The LGBT movement — which is capable of blitzkrieg-level mobilization in cases like this — managed to drum up over 840 co-plaintiffs for the application in only two days. At their behest, local politicians have obediently labeled the sermon transphobic and homophobic, and Regina businesses, eager for cheap virtue-signaling (and to avoid the ire of the “Love Wins” folks), began posting Pride flag profile pictures on social media.


Van Mackelberg, who fundraises for immoral anti-God LGBT causes as a drag queen under the moniker Flo Mingo, was happy to tell the CBC why he’d decided to organize against a Christian pastor for saying Christian things. 

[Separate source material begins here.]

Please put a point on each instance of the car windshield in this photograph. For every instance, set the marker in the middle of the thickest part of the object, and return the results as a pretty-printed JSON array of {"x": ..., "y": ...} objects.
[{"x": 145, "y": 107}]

“Unfortunately, we’re not in a place yet where we are fully accepted and we can live our true lives,” he said, without explaining why Murphy’s views prevent him from doing anything. “We’re getting there. We’re getting close. But definitely, there are some people out there that are not happy with the steps I’m taking.”

Van Mackelberg believes that LGBT people cannot live their “true lives” until pastors who preach the Bible are silenced. All Christians who believe the Bible must be re-educated to believe homosexuality is good.

“I want to show that this type of behaviour is not acceptable in society, and it never has been acceptable,” he stated. “We can’t be silenced and we can’t be forced to live a life where we can’t be who we truly are. Being gay is normal. I was born like this and there’s nothing that anybody can do to change that."

LGBTQ ideology is intolerant of views that disagree with their broken lifestyle choices and demand all people think like they do or you will be reported.

 “I don’t believe we’ve done anything to break human rights, but the LGBTQ community has rights as well. And like everyone else, they have the right to complain when they want to,” Pastor Murphy told the CBC in response. 

“What I said was not hate speech. I’ve been misquoted. I’ve been misinterpreted. Some have even tried to interpret what I meant instead of what I said. There’s been a large misrepresentation of my message. I spent my life working with people, loving people and trying to help families in distress and help young people.”

Murphy noted that he and his church are now being targeted, and people have “spewed hatred” at him, something anyone who has criticized LGBT activists can relate to. 

“Our services are our services. You don’t go into a bake shop and ask them to fix your car. Then you can’t come into a Christian church and expect us to convey messages that we don’t agree with. We have our philosophy and ideology just like they do.”

For folks like Van Mackelberg, that isn’t good enough. If they aren’t confronted by messages that disturb them, they now go hunting for them. Murphy is the canary in the coal mine — if the case against him is successful, we will see a scaled-up effort to uncover any sermon critical of the LGBT movement followed by a move to deny churches charitable status — and, if they can get away with it, prosecution. With tens of thousands of sermons posted online, they’ll have a lot to work through.